Is talk of a hung parliament being far-fetched?

Is talk of a hung parliament being far-fetched?


    Let’s do some number-crunching

The veteran political commentator, Alan Watkins, returns to the theme of a possible hung Parliament in his column in the Indpendent on Sunday this morning.

He notes that he is just one of three pundits who have been prepared to contemplate such an outcome – the others being the former Times editor, William Rees-Mogg and the Strathclyde Professor of Politics, John Curtice.

    Given current polling numbers how far-fetched is Watkins being? The answer’s not very.
  • TAKE the the latest vote shares from the only pollster which got the parties in the right order at the Euro Elections last June – YouGov. LAB 35: CON 33: LD 23.
  • WEIGHT these figures in line with the accuracy of the pollster’s prediction in June and you get LAB 32.96: CON 33.89: LD 26.36
  • CALCULATE how many seats the parties would get using Martin Baxter’s uniform national swing formula and you get: LAB 323: CON 226: LD 66
  • OUTCOME A Hung Parliament with Labour one seat short of an overall majority.
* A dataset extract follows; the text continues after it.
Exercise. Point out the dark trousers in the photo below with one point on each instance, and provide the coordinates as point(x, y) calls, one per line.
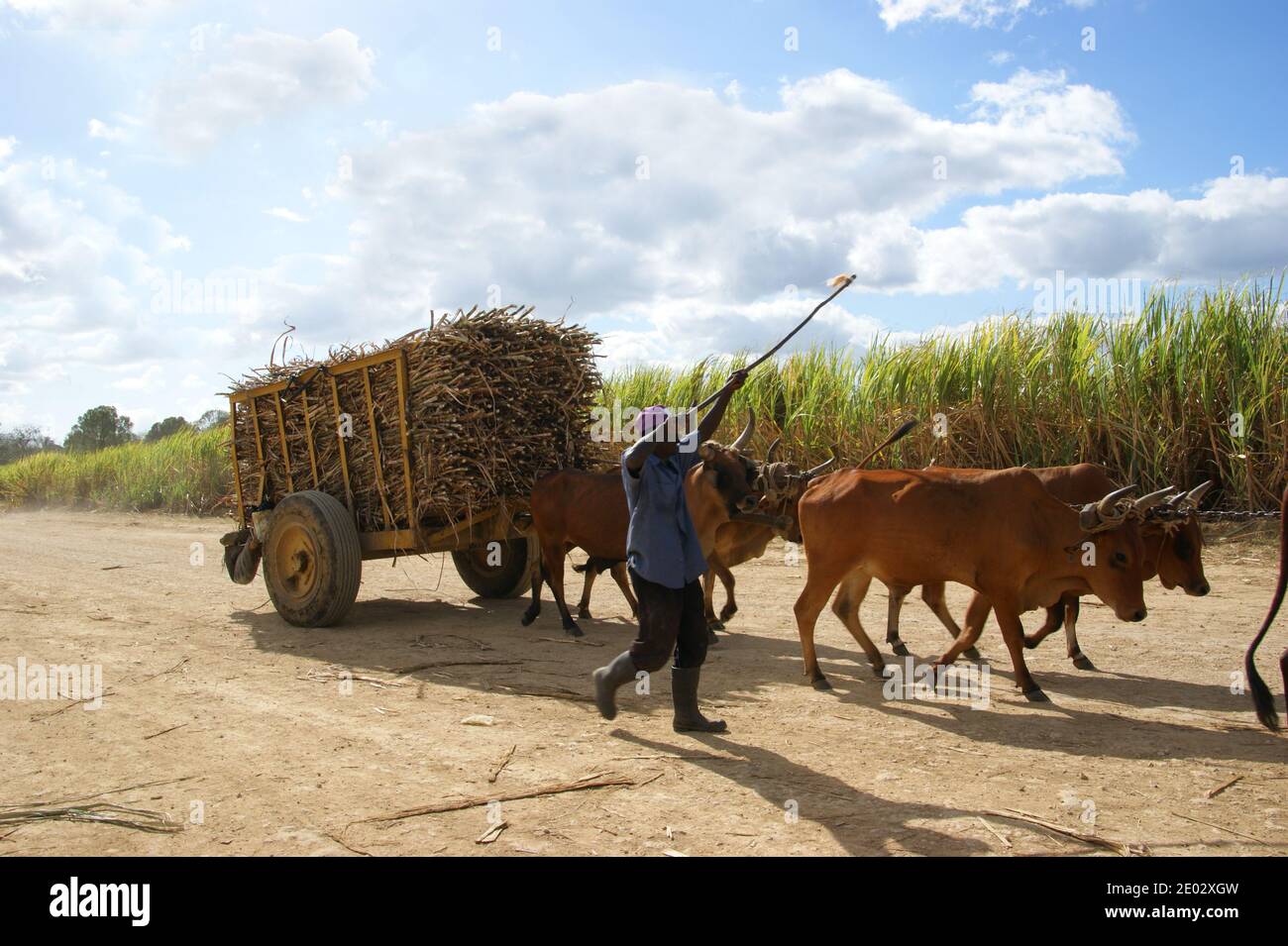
point(673, 620)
Given that the party would be in second place on votes with less than a third of the total it shows how the electoral system works for Tony Blair’s party if the uniform national swing applies.
  • If you apply an element for tactical vote unwind – that’s allowing for the return to normal allegiance of just 2% of Lib Dems who supported Labour last time to stop the Tories winning in marginal seats – then Labour are still top party by a long way but are 26 seats short of an overall majority.

    Although these are not predictions but just playing with figures they do show how things can change dramatically with both main parties having percentage poll shares in the 30s.

      All we have done is to extrapolate what would happen if the current most accurate pollster is as accurate as it was the last time it was tested.

    As for the betting – the 7/4 that Skybet have on Labour getting less than 340 seats looks good value. You would win if Labour got an overall majority of 32 or less.